Setelah menulis resensi, biasanya saya mengirimnya ke media. Karena sejak awal menulis resensi dulu (waktu itu memang belum ada blog) saya sudah menargetkan nulis untuk dimuat di media massa. Baru jika kemudian tidak dimuat di koran atau majalah, saya mempublikasikan resensi tersebut di blog (saya).

Bagaimana caranya resensi menembus media massa. Perlu gak ndekatin redakturnya?
Sepanjang pengalaman saya menulis resensi buku di sejumlah media massa, ada tiga hal penting yang harus diperhatikan oleh peresensi agar resensi yang ditulis itu bisa dimuat. Pertama, adalah pilihan buku yang diresensi. Kedua, adalah siapa penulis buku itu. Karena penulis yang terkenal bisa dipastikan memiliki nilai muat yang tinggi. Ketiga adalah mengetahui kecenderungan (spesifikasi) keilmuan redaktur sebuah media yang bersangkutan.

Kalau ketiga faktor tersebut diperhatikan, maka peresensi tidak akan mengalami kesusahan untuk menembus atau bisa dimuat di media! Memang, kedekatan peresensi dengan redaktur itu bisa sedikit banyak membantu, tetapi hal itu bukanlah segalanya.

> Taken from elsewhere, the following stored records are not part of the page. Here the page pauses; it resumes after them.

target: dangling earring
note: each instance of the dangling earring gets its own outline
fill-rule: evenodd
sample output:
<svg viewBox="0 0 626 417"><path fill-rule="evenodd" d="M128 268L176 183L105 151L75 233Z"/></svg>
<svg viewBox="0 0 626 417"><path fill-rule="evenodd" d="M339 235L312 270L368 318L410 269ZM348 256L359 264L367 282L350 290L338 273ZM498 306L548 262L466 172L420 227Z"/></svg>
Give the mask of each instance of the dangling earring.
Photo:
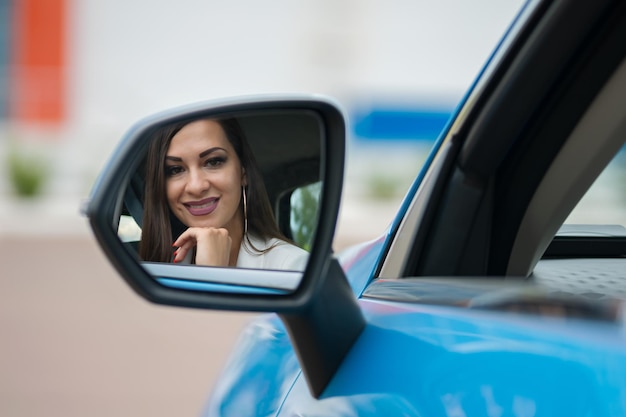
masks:
<svg viewBox="0 0 626 417"><path fill-rule="evenodd" d="M241 194L243 196L243 235L246 236L248 234L248 198L245 186L241 187Z"/></svg>

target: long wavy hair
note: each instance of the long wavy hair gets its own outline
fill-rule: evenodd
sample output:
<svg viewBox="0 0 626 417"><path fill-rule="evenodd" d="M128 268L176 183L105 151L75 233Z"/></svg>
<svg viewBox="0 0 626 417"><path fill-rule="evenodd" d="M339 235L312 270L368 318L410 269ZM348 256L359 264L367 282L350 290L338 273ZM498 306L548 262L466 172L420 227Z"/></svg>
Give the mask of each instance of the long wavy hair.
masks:
<svg viewBox="0 0 626 417"><path fill-rule="evenodd" d="M222 127L246 173L248 227L243 238L246 239L247 245L257 252L264 252L252 245L248 234L264 239L278 238L288 241L276 224L263 177L237 120L232 118L207 118L207 120L213 120ZM144 261L170 262L174 252L172 243L187 229L187 226L172 213L167 202L165 156L174 135L188 123L190 122L173 123L161 128L148 146L145 161L143 225L139 243L139 256ZM243 220L243 199L239 203L239 212ZM266 250L270 249L271 247Z"/></svg>

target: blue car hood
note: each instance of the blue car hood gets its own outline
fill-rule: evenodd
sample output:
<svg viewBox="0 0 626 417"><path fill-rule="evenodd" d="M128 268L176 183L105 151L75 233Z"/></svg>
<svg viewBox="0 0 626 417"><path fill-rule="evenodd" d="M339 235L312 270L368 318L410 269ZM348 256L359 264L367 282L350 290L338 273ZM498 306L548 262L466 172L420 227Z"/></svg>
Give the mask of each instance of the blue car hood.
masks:
<svg viewBox="0 0 626 417"><path fill-rule="evenodd" d="M357 251L358 252L358 251ZM367 250L361 252L367 256ZM354 285L354 283L353 283ZM621 323L361 299L367 326L320 399L276 315L244 332L211 416L614 416Z"/></svg>

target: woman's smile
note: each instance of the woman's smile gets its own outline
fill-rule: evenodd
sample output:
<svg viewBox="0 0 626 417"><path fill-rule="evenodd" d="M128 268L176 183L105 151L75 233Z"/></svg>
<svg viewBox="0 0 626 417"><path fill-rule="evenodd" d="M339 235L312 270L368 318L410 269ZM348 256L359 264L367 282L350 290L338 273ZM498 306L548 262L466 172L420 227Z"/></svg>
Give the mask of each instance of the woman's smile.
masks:
<svg viewBox="0 0 626 417"><path fill-rule="evenodd" d="M192 216L206 216L213 213L217 208L220 199L218 197L205 198L200 201L190 201L183 203Z"/></svg>

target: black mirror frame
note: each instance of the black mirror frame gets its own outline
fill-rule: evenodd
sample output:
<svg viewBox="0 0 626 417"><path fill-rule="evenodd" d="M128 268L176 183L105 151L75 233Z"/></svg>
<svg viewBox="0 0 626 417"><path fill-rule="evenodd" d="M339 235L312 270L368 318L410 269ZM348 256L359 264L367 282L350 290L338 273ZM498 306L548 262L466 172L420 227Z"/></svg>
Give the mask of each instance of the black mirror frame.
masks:
<svg viewBox="0 0 626 417"><path fill-rule="evenodd" d="M320 218L300 286L288 295L253 295L189 291L159 284L124 247L117 236L117 228L111 224L119 212L125 184L147 146L142 138L155 127L174 121L267 110L308 110L323 124L321 171L324 186ZM123 136L97 179L84 213L109 261L128 285L150 302L203 309L293 313L311 303L327 278L343 186L345 138L346 124L340 107L333 100L317 95L234 98L161 112L140 120Z"/></svg>

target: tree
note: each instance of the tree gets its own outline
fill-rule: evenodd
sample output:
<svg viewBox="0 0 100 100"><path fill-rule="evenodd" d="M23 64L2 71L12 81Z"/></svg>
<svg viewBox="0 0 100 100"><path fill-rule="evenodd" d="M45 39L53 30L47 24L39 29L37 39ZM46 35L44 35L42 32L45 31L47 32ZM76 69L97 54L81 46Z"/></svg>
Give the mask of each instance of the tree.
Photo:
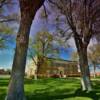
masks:
<svg viewBox="0 0 100 100"><path fill-rule="evenodd" d="M6 48L6 42L8 42L8 37L11 38L9 34L14 33L14 29L9 25L10 22L16 22L15 14L6 14L6 9L11 9L13 7L12 0L0 0L0 49Z"/></svg>
<svg viewBox="0 0 100 100"><path fill-rule="evenodd" d="M77 52L75 52L75 51L72 52L71 59L74 60L74 61L78 61L79 57L78 57Z"/></svg>
<svg viewBox="0 0 100 100"><path fill-rule="evenodd" d="M99 0L48 0L59 9L73 33L79 55L82 89L92 90L87 59L87 47L93 36L100 34ZM67 33L67 32L66 32Z"/></svg>
<svg viewBox="0 0 100 100"><path fill-rule="evenodd" d="M43 2L44 0L19 0L21 20L6 100L25 100L24 74L30 27Z"/></svg>
<svg viewBox="0 0 100 100"><path fill-rule="evenodd" d="M17 20L18 14L12 12L13 10L9 11L16 6L16 4L17 1L0 0L0 23L13 22ZM9 12L7 13L7 11Z"/></svg>
<svg viewBox="0 0 100 100"><path fill-rule="evenodd" d="M59 48L54 46L54 41L53 34L50 34L47 31L40 31L33 38L33 42L30 43L29 57L31 57L37 66L37 75L46 73L48 57L57 57L59 55ZM37 57L37 61L35 60L35 57Z"/></svg>
<svg viewBox="0 0 100 100"><path fill-rule="evenodd" d="M15 24L19 20L18 12L14 12L17 1L0 0L0 32L10 33L11 23Z"/></svg>
<svg viewBox="0 0 100 100"><path fill-rule="evenodd" d="M99 44L94 44L89 47L88 57L90 62L93 64L94 78L96 77L96 66L100 63L100 46Z"/></svg>

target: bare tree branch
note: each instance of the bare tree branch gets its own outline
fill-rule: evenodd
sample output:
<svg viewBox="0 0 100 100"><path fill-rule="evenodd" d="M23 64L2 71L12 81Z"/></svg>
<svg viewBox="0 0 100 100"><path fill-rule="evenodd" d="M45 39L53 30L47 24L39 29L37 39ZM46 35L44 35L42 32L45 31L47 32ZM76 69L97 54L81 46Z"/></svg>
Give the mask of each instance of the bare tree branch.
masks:
<svg viewBox="0 0 100 100"><path fill-rule="evenodd" d="M13 21L16 21L16 19L2 19L0 20L0 23L13 22Z"/></svg>

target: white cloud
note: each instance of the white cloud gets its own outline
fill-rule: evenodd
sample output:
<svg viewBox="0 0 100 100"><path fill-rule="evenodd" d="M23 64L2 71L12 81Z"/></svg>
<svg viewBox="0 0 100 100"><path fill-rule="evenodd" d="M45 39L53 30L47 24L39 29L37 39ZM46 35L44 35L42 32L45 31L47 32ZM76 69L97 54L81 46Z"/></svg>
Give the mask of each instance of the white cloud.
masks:
<svg viewBox="0 0 100 100"><path fill-rule="evenodd" d="M73 50L75 50L75 51L76 51L76 45L75 45L74 38L73 38L73 37L71 37L69 40L67 40L67 42L68 42L68 45L70 45L70 46L71 46L71 48L73 48Z"/></svg>

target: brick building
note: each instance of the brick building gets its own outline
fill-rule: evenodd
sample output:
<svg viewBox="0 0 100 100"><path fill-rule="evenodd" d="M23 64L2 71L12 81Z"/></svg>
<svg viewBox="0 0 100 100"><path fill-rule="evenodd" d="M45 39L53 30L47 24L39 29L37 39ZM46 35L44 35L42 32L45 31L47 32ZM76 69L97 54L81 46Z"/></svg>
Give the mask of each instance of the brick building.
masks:
<svg viewBox="0 0 100 100"><path fill-rule="evenodd" d="M62 59L51 59L48 58L49 64L45 68L46 70L43 73L44 76L59 76L59 77L68 77L68 76L80 76L78 70L78 63L76 61L68 61ZM43 66L44 67L44 66Z"/></svg>
<svg viewBox="0 0 100 100"><path fill-rule="evenodd" d="M34 75L35 73L34 71L36 71L36 66L35 69L34 66L30 66L28 69L28 74ZM76 61L48 58L46 64L41 66L38 76L41 77L80 76L80 72L78 69L78 63Z"/></svg>

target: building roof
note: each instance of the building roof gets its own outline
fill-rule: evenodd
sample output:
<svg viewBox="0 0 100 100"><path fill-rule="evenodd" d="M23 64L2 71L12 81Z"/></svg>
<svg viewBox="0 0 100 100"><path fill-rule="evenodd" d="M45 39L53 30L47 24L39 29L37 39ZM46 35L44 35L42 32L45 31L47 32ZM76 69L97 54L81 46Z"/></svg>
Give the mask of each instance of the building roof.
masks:
<svg viewBox="0 0 100 100"><path fill-rule="evenodd" d="M48 60L55 61L55 62L62 62L62 63L78 63L77 61L71 61L71 60L64 60L60 58L48 58Z"/></svg>

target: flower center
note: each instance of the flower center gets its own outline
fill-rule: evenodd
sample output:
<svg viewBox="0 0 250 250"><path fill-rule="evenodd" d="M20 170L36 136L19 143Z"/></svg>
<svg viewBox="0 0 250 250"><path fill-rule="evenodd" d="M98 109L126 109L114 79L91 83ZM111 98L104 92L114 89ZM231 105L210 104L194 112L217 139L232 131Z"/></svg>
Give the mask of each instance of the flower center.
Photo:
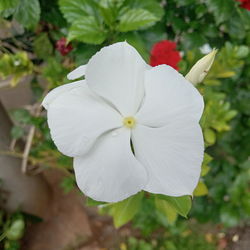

Selama 11 tahun meresensi apa saja untung dan ruginya?
Keuntungan saya selama sebelah tahun meresensi buku tidaklah sedikit. Pertama adalah saya bisa belajar (dari membaca semua jenis buku), mendapat honor, mendapat buku gratis (secara berkala), dan di belakang hari saya menemukan bahwa menulis – entah itu resensi buku atau menulis genre lain adalah sebuah pertarungan, pergulatan hidup dan sekaligus menemukan jati diri.

Adapun satu kerugian yang saya alami; menulis resensi seperti mata rantai yang pada ujungnya menjadikan kecanduan. Saya tak tahu; apakah ini dialami oleh peresensi lain atau tidak. Tetapi setelah saya menceburkan diri untuk intens menulis resensi, saya seperti terjebak pada genangan lumpur dan anehnya saya susah meloloskan diri. Kenapa bisa demikian?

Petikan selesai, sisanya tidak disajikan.